To be a good husband or wife, a good neighbor and friend, to be hardworking in business and social relations, to bring up [decent and enterprising] children- to be and to do all of this is to lay the foundations of good citizenship as they must be laid. But we cannot stop even with this. Each of us has not only his duty to himself, his family, and his neighbors, but his duty to the state and to the nation.
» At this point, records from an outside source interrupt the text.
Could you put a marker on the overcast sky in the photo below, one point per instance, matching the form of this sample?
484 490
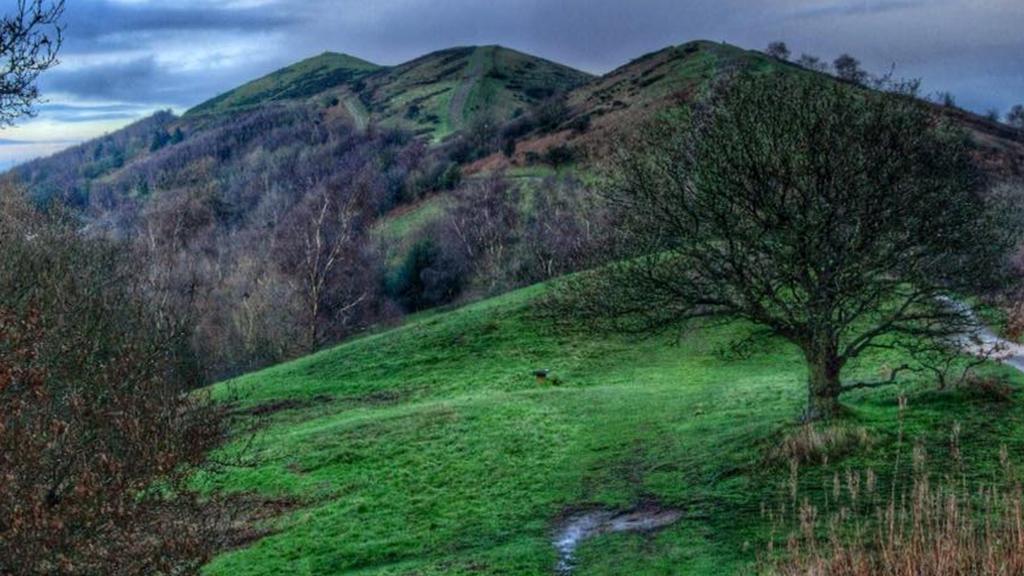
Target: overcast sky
126 58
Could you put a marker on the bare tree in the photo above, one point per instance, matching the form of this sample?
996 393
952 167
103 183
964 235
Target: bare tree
779 50
97 407
848 69
322 253
30 40
1015 117
833 217
812 63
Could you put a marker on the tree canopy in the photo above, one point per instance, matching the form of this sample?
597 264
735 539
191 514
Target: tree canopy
836 217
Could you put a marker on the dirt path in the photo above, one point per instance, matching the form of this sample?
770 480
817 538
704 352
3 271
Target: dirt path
457 109
983 342
588 525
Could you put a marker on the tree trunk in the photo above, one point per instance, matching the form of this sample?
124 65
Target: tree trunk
823 384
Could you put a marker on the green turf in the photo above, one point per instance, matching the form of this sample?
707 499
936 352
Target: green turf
430 449
306 78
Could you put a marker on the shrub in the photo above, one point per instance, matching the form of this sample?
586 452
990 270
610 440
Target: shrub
100 430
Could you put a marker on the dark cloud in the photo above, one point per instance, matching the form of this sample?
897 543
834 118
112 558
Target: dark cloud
102 21
180 52
853 7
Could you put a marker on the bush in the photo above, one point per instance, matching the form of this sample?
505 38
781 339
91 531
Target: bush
426 278
100 432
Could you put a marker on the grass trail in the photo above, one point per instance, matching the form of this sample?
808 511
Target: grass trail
430 449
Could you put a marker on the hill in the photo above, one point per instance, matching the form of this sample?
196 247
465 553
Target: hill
434 95
442 92
431 449
300 80
228 181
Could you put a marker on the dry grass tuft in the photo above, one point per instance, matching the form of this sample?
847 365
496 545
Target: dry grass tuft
934 527
819 444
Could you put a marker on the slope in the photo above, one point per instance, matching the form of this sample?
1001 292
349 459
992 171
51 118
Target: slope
303 79
430 449
444 91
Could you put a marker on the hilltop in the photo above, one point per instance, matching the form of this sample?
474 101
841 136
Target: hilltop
434 95
307 78
225 186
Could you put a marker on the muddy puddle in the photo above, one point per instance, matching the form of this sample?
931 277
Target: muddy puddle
584 526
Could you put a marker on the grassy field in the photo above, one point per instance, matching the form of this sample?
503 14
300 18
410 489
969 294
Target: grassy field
431 449
303 79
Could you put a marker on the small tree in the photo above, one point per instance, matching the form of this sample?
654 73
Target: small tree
1015 117
101 429
848 69
30 40
778 50
834 217
322 253
812 63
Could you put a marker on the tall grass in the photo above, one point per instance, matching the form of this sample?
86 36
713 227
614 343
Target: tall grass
929 526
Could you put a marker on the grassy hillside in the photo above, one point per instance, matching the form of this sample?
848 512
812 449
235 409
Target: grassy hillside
303 79
430 449
444 91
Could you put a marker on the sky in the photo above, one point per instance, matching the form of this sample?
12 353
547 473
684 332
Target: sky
124 59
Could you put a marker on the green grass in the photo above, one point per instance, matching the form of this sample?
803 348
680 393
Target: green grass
306 78
430 449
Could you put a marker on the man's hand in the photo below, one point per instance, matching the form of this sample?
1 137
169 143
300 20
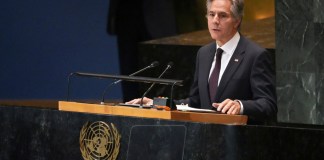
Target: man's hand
228 106
146 101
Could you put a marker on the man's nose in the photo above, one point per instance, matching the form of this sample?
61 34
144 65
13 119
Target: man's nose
215 19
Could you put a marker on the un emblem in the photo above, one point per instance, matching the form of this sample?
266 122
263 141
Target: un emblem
99 141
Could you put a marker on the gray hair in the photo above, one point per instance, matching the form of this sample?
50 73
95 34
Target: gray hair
236 8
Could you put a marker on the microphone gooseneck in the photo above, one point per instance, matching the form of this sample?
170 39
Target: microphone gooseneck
152 65
169 66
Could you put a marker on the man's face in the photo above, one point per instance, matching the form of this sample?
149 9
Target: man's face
221 23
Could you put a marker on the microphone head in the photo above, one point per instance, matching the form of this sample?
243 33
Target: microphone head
170 64
154 64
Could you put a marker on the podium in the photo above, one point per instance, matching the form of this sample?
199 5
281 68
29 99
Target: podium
153 113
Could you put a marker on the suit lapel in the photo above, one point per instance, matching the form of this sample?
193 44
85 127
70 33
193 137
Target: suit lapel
231 68
207 63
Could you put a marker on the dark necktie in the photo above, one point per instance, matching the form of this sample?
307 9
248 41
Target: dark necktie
213 80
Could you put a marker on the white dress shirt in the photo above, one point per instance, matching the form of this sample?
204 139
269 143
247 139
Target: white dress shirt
228 50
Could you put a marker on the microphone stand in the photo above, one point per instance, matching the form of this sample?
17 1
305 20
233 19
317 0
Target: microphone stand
152 65
149 89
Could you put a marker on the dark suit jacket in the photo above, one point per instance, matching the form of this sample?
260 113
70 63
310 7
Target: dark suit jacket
248 77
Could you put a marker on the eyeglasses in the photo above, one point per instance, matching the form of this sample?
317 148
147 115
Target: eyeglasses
221 15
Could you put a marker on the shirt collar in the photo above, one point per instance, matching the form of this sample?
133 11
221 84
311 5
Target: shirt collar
229 46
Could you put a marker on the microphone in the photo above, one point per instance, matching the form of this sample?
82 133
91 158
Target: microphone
170 64
152 65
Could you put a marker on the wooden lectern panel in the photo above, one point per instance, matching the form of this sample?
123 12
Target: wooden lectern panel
153 113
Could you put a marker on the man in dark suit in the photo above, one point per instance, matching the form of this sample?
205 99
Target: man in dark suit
233 75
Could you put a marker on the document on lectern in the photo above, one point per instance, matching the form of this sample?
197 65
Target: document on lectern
185 107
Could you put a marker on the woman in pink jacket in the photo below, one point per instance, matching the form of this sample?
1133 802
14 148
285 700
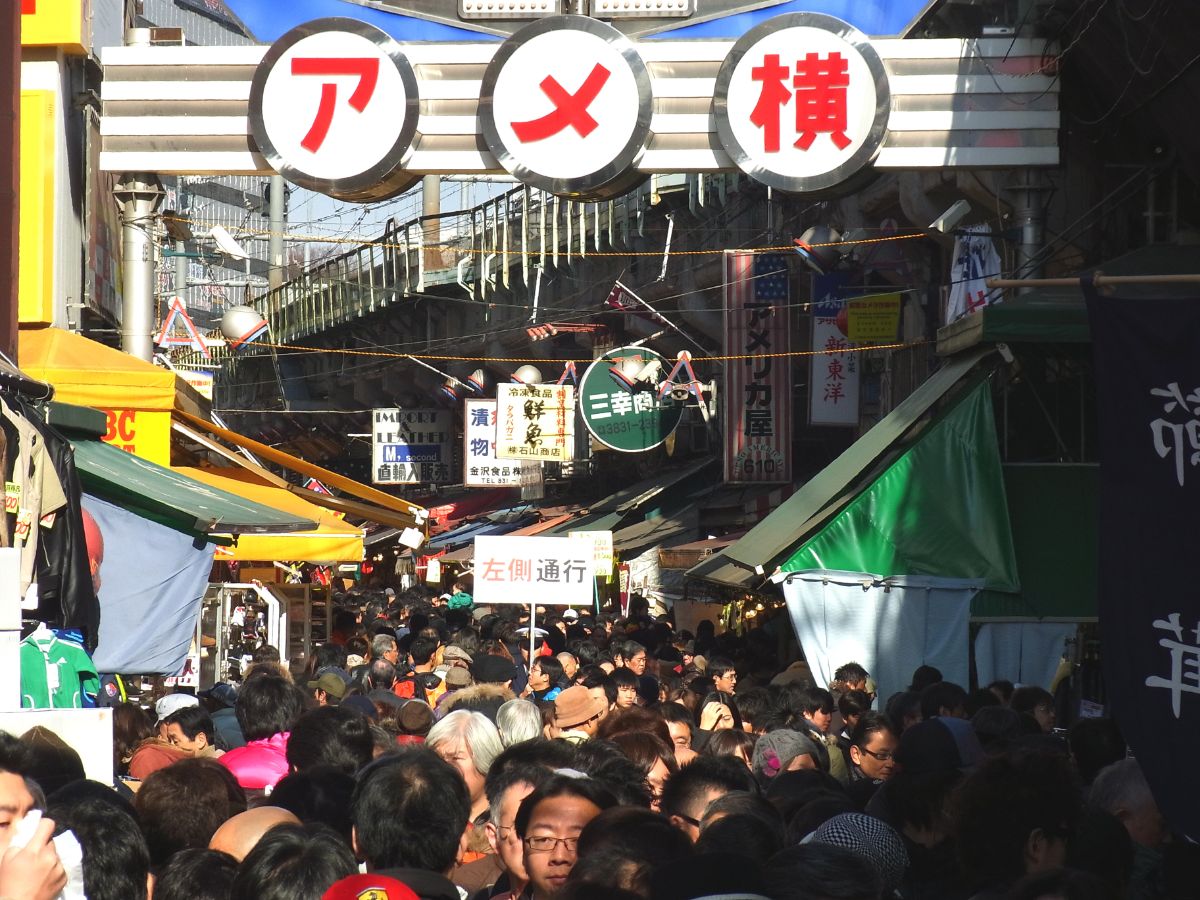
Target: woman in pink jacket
268 706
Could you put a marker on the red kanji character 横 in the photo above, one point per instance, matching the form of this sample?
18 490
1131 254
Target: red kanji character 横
821 99
771 100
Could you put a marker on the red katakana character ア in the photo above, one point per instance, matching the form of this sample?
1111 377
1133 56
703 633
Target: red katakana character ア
820 87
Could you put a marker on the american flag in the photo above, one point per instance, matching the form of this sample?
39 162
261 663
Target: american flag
769 277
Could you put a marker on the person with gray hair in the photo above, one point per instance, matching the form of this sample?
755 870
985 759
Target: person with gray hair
519 720
471 743
384 647
821 870
1121 790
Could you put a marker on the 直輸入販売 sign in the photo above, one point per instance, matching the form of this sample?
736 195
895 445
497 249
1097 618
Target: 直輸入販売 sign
627 418
411 447
535 421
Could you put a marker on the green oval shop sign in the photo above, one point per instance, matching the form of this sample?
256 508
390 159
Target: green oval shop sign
628 419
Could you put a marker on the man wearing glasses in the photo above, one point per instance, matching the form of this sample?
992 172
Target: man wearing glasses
873 744
550 821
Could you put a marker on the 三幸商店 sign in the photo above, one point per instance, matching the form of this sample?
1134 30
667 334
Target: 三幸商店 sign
567 105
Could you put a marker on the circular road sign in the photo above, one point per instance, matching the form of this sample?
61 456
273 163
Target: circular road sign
622 419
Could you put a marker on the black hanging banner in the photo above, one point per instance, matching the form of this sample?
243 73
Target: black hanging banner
1147 373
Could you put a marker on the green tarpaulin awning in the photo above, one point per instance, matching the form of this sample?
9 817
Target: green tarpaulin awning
755 557
939 510
177 501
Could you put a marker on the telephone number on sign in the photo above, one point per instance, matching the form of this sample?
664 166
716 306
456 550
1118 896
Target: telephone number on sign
617 427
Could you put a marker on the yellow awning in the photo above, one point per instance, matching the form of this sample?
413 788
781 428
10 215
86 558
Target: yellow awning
411 513
334 541
91 375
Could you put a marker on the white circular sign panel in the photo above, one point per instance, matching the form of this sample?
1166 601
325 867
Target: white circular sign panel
802 102
334 107
565 106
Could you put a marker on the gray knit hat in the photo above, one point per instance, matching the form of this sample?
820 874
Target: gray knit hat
777 749
870 838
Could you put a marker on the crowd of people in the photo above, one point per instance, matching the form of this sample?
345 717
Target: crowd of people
437 750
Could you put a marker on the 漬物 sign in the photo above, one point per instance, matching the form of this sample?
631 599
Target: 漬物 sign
535 421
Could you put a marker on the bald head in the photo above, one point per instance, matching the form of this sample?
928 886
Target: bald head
239 834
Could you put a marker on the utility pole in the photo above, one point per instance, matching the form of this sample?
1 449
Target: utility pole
138 195
10 172
277 213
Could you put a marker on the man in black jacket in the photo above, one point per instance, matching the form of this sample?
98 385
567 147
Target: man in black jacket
411 813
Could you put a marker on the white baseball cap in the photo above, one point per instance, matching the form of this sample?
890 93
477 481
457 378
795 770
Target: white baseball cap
173 703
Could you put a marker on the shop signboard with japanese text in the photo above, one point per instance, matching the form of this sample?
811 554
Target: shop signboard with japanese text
535 421
601 550
480 466
833 382
628 417
757 382
551 571
1147 399
411 447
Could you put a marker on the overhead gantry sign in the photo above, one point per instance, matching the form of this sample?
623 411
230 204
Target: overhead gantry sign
802 102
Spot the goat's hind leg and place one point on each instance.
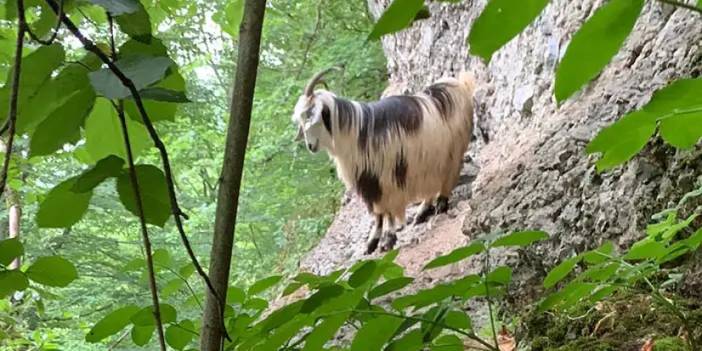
(389, 235)
(374, 235)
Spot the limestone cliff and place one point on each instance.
(527, 167)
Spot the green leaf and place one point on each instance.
(255, 303)
(118, 7)
(171, 287)
(318, 298)
(375, 333)
(145, 316)
(645, 250)
(398, 16)
(264, 284)
(601, 272)
(412, 341)
(456, 255)
(142, 335)
(54, 93)
(141, 70)
(9, 250)
(11, 281)
(52, 271)
(458, 320)
(291, 288)
(161, 258)
(520, 239)
(500, 21)
(229, 17)
(111, 324)
(163, 94)
(281, 315)
(235, 295)
(594, 45)
(136, 24)
(324, 332)
(389, 286)
(159, 110)
(623, 139)
(63, 125)
(109, 167)
(560, 271)
(178, 336)
(103, 133)
(62, 207)
(363, 274)
(447, 343)
(153, 190)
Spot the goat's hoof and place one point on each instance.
(441, 205)
(372, 246)
(389, 244)
(424, 215)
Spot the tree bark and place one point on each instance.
(232, 169)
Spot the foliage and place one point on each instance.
(645, 268)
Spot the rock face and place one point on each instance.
(533, 170)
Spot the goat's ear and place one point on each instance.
(300, 134)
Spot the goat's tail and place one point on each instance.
(468, 80)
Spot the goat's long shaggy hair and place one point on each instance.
(404, 148)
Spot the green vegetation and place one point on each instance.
(103, 211)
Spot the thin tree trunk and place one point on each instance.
(232, 169)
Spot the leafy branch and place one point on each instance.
(119, 106)
(178, 214)
(55, 31)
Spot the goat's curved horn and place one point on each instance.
(317, 78)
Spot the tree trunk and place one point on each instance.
(230, 179)
(532, 170)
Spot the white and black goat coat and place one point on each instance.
(400, 149)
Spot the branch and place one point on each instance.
(682, 5)
(14, 94)
(54, 34)
(178, 215)
(140, 205)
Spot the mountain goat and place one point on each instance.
(395, 151)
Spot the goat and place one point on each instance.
(395, 151)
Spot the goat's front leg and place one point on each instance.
(426, 210)
(389, 236)
(374, 235)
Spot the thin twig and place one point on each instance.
(144, 230)
(14, 94)
(682, 5)
(139, 206)
(178, 215)
(469, 335)
(487, 297)
(54, 34)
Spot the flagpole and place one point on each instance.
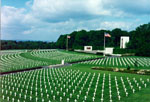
(104, 44)
(67, 44)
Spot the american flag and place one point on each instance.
(68, 36)
(107, 35)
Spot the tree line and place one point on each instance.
(139, 40)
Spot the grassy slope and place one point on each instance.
(29, 56)
(141, 96)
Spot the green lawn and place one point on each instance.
(74, 83)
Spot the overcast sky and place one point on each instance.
(46, 20)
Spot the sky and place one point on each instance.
(46, 20)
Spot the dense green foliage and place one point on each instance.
(139, 41)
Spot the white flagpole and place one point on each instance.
(104, 44)
(67, 44)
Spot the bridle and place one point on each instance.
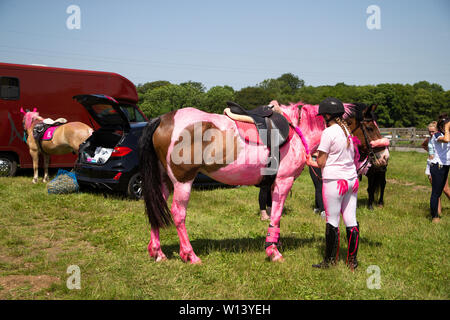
(371, 156)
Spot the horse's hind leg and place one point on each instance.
(382, 181)
(35, 157)
(46, 162)
(154, 246)
(279, 194)
(181, 195)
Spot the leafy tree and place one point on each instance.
(252, 97)
(216, 98)
(196, 85)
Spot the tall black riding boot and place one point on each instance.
(332, 247)
(353, 244)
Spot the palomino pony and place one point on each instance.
(66, 138)
(177, 145)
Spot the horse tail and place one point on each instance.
(156, 206)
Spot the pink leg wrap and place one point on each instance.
(342, 186)
(154, 246)
(356, 186)
(272, 238)
(273, 234)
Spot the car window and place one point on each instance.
(132, 114)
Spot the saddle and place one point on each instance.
(273, 130)
(43, 131)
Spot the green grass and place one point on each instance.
(41, 235)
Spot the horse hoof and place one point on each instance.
(279, 258)
(160, 258)
(273, 254)
(190, 257)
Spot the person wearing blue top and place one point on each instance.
(440, 164)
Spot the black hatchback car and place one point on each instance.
(109, 158)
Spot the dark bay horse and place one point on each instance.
(375, 155)
(177, 145)
(65, 138)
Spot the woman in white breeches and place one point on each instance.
(340, 183)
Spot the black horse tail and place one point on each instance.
(156, 206)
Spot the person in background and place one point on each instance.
(427, 146)
(316, 177)
(440, 164)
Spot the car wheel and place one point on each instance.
(134, 190)
(8, 165)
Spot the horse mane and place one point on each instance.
(350, 111)
(30, 117)
(311, 126)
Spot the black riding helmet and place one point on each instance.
(331, 106)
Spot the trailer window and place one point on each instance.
(9, 88)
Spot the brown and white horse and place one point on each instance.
(177, 145)
(66, 138)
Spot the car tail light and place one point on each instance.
(120, 151)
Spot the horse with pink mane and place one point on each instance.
(177, 145)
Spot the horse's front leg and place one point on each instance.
(46, 162)
(154, 246)
(280, 191)
(181, 195)
(35, 157)
(382, 187)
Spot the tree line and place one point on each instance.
(399, 105)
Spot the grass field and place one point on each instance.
(42, 235)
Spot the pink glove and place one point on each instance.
(356, 186)
(342, 186)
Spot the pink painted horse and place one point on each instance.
(176, 146)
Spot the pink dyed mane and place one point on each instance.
(311, 126)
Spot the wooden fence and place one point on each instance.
(405, 139)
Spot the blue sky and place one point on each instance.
(237, 43)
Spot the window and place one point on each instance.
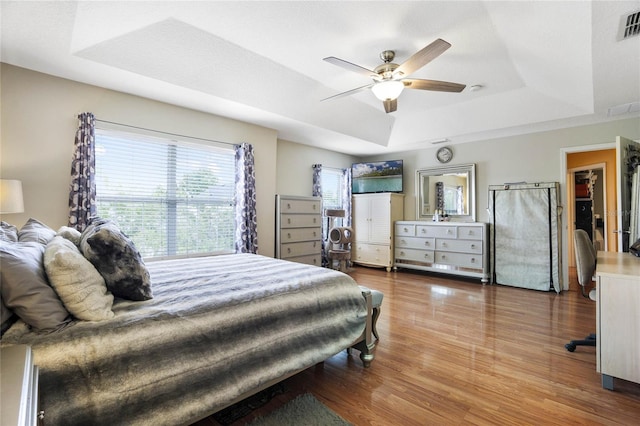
(171, 197)
(332, 188)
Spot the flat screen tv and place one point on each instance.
(381, 176)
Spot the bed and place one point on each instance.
(217, 329)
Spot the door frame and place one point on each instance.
(571, 210)
(565, 201)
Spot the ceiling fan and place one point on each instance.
(389, 78)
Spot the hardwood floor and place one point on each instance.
(453, 351)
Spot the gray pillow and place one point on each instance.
(25, 289)
(78, 284)
(8, 232)
(35, 231)
(6, 315)
(117, 259)
(70, 234)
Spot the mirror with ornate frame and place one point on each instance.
(450, 189)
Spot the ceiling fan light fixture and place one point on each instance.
(387, 90)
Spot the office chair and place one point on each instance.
(585, 267)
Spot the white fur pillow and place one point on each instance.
(77, 282)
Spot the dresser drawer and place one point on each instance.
(417, 243)
(461, 260)
(436, 231)
(414, 255)
(299, 249)
(408, 230)
(293, 235)
(463, 246)
(374, 254)
(300, 206)
(300, 221)
(470, 232)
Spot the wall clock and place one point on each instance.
(444, 154)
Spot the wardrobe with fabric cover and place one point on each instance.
(526, 235)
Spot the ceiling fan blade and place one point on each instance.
(435, 85)
(349, 66)
(348, 92)
(390, 105)
(423, 57)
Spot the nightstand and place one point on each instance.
(18, 386)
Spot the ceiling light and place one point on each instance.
(389, 89)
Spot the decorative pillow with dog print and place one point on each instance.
(117, 259)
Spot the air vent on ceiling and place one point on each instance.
(630, 25)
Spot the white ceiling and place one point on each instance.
(541, 64)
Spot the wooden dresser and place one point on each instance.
(299, 229)
(618, 317)
(460, 248)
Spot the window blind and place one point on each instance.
(171, 197)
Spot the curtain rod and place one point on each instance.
(165, 133)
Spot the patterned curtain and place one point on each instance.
(82, 190)
(317, 192)
(346, 197)
(245, 210)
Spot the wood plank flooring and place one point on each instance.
(453, 351)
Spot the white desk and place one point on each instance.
(618, 317)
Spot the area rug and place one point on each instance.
(304, 410)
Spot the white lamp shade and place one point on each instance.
(389, 89)
(11, 196)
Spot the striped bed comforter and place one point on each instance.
(217, 328)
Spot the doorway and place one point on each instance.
(576, 159)
(586, 206)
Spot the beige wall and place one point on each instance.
(534, 157)
(39, 123)
(38, 126)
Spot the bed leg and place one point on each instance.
(367, 345)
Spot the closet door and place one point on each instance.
(525, 236)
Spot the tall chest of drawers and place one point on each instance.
(299, 229)
(460, 248)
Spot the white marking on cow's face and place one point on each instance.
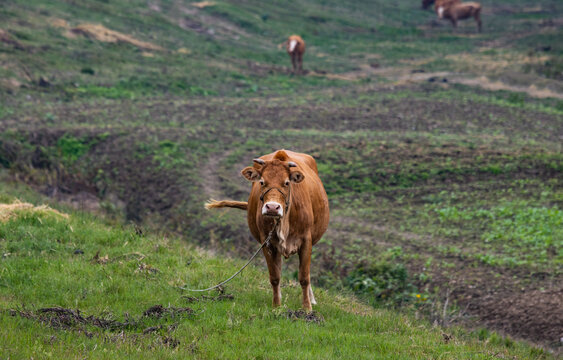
(292, 45)
(272, 208)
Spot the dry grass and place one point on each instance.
(101, 33)
(10, 211)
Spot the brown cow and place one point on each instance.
(427, 3)
(286, 188)
(437, 3)
(295, 47)
(461, 11)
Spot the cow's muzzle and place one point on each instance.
(272, 208)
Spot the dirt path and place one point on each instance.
(210, 181)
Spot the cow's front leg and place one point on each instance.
(304, 272)
(294, 61)
(273, 259)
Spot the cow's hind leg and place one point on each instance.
(273, 259)
(478, 20)
(304, 273)
(294, 61)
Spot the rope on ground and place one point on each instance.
(241, 269)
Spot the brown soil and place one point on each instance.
(313, 316)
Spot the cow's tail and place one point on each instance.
(215, 204)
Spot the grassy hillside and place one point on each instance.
(75, 286)
(440, 150)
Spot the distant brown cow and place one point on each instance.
(286, 188)
(461, 11)
(295, 47)
(444, 4)
(426, 3)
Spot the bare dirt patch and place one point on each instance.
(313, 316)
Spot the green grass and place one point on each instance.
(41, 268)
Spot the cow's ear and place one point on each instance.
(251, 174)
(296, 176)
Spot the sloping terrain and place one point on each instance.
(428, 169)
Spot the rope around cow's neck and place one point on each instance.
(242, 268)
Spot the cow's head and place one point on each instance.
(427, 3)
(274, 178)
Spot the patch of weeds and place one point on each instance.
(383, 282)
(71, 148)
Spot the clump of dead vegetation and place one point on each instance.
(131, 329)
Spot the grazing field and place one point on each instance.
(74, 286)
(440, 149)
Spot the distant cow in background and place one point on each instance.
(295, 47)
(427, 3)
(460, 11)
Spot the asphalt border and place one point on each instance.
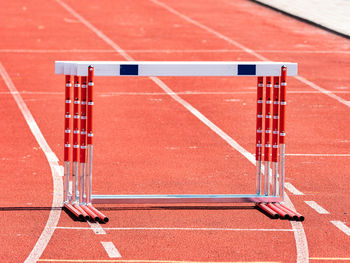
(302, 19)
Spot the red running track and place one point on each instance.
(148, 143)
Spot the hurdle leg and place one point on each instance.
(83, 118)
(275, 132)
(76, 130)
(259, 117)
(67, 135)
(267, 149)
(282, 124)
(90, 133)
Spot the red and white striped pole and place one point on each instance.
(83, 119)
(76, 129)
(67, 136)
(276, 91)
(267, 149)
(259, 122)
(90, 133)
(67, 148)
(282, 129)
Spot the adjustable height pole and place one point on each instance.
(90, 133)
(67, 135)
(282, 128)
(259, 117)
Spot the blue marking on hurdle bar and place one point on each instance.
(131, 70)
(249, 70)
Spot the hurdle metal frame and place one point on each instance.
(270, 172)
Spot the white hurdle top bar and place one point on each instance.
(175, 68)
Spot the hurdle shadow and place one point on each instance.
(174, 208)
(28, 208)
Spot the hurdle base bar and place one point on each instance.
(277, 210)
(85, 212)
(182, 198)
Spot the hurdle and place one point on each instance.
(270, 132)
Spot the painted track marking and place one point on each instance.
(341, 226)
(55, 167)
(169, 51)
(147, 261)
(299, 234)
(111, 250)
(119, 93)
(248, 50)
(330, 259)
(181, 229)
(291, 188)
(319, 209)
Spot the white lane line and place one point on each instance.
(341, 226)
(291, 188)
(299, 234)
(111, 250)
(182, 229)
(248, 50)
(53, 162)
(108, 94)
(169, 51)
(319, 154)
(319, 209)
(97, 228)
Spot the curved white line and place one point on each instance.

We are in honor bound each to strive according to his or her strength to bring ever nearer the day when justice and wisdom shall obtain in public life as in private life. We cannot retain the full measure of our self-respect if we cannot retain pride in our citizenship. For the sake not only of ourselves but of our children and our children’s children we must see that this nation stands for strength and honesty both at home and abroad. In our internal policy we cannot afford to rest satisfied until all that the government can do has been done to secure fair dealing and equal justice as between man and man. In the great part which hereafter, whether we will or not, we MUST play in the world at large, let us see to it that we neither do wrong nor shrink from doing right because the right is difficult; that on the one hand we inflict no injury, and that on the other we have a due regard for the honor and the interest of our mighty nation; and that we keep unsullied the renown of the flag which beyond all others of the present time or of the ages of the past stands for the confident faith in the future welfare and greatness of Mankind.”